As you can tell, this post is not just selfish but disjointed, and it doesn't even touch on the greatest griefs of my life. But that's kind of the thing. Grief is selfish and disjointed and sometimes follows a trajectory that makes no sense.
Last November, my friend Carrie, who had been diagnosed with Stage 4 ovarian cancer one year before, was packing up to move to California where her family could care for her. I drove the 2 1/2 hours to help her mom pack, and to see her before she left the beautiful state of Washington.
I think I knew then that it would be for good, though no one would think to speak it.
When we were packing up, her mom was going to throw away some half empty bottles of toiletries, and I offered to take them and use them up. The bottle of toner was the last thing we used up, the only thing to outlive Carrie.

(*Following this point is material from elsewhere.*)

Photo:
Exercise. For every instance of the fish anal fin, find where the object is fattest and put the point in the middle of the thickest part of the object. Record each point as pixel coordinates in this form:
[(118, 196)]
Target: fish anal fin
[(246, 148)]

When I assigned my daughter the book Cobain as part of her rock history course, she said it would be too sad to read. I was brought back to the day Kurt died, and how my husband walked down the hill to meet me at work and tell me. As young, Seattle area denizens of the early 90's, it was all so close. We all felt like we'd lost a brother.
I remembered this November, this first weekend of November, standing at the transit center with my 11 year old, freezing in my Green Lantern costume, reading facebook on my phone, hiding my emotions, as a group of people from every corner of America and Canada held Carrie in love as her not unexpected but somehow still shocking death unfolded.
Today, I saw a Nativity it Goodwill that reminded my of my Gram's. I did not buy it. My children have grown up with the Nativity I bought my first year on my own. That is OUR memory.
That;s how grief is.It follows a strange trajectory, and it drags you along for the ride. And no matter how close or how distant. something will always remind you of those who have gone before us, and often at the strangest times.